I have a large list of PagerDuty services. Which ones should I use for the integration?

Typically, we see a subset of services used to integrate with StatusPage. As a starting point, you'll want to integrate any services marked with high severity levels or signify customer facing incidents.

My services are fairly broad. As an example, all of our API and Dashboard alerts get piped into one 'Pingdom' service within PagerDuty? How can I map this to StatusPage?

Since StatusPage lets you map PagerDuty services to StatusPage components, you may need to make your PagerDuty services more granular. As an example, you could split out your 'Pingdom' service into 'Pingdom - API' and 'Pingdom - Dashboard'. This will give you greater control over your StatusPage automation and will also give you better reporting and analytics within PagerDuty.
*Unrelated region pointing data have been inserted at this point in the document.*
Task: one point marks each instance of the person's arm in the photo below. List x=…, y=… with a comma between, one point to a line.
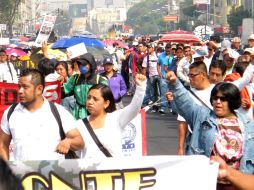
x=4, y=145
x=182, y=131
x=123, y=88
x=159, y=70
x=131, y=111
x=73, y=141
x=180, y=72
x=240, y=180
x=68, y=87
x=44, y=49
x=183, y=102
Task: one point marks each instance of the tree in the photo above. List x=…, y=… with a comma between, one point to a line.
x=146, y=16
x=235, y=18
x=8, y=13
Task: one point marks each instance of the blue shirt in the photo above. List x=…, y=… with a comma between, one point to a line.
x=117, y=86
x=203, y=123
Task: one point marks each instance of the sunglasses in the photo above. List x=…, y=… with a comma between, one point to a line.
x=193, y=75
x=222, y=98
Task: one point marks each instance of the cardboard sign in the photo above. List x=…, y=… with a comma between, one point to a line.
x=76, y=50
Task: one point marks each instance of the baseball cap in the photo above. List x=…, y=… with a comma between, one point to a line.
x=251, y=37
x=108, y=60
x=135, y=43
x=14, y=54
x=200, y=53
x=236, y=39
x=225, y=44
x=233, y=54
x=150, y=45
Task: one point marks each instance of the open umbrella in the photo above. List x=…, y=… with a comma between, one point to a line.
x=180, y=36
x=17, y=51
x=109, y=42
x=68, y=42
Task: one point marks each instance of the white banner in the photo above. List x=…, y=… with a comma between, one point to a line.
x=151, y=173
x=45, y=30
x=201, y=2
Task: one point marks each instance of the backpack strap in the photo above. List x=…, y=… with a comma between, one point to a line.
x=58, y=119
x=71, y=154
x=95, y=138
x=10, y=111
x=9, y=67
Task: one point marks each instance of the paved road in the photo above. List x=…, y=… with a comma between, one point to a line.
x=161, y=132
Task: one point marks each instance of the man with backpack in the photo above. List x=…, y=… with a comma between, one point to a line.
x=7, y=70
x=40, y=130
x=79, y=84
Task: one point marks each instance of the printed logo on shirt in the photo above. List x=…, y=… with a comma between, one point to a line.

I'd like to use the integration to notify a wider set of employees in my organization. What's pricing look like?

StatusPage has pricing specific to private, internal pages, which can be found here. Get in touch with us at hi@statuspage.io if you'd like to learn more.

How are components associated with incidents using PagerDuty/Incident Templates?

We do not associate components with an incident based on a component change from a PagerDuty rule. Components are only associated with an incident based on the selections made under "alert users subscribed to" in the incident template.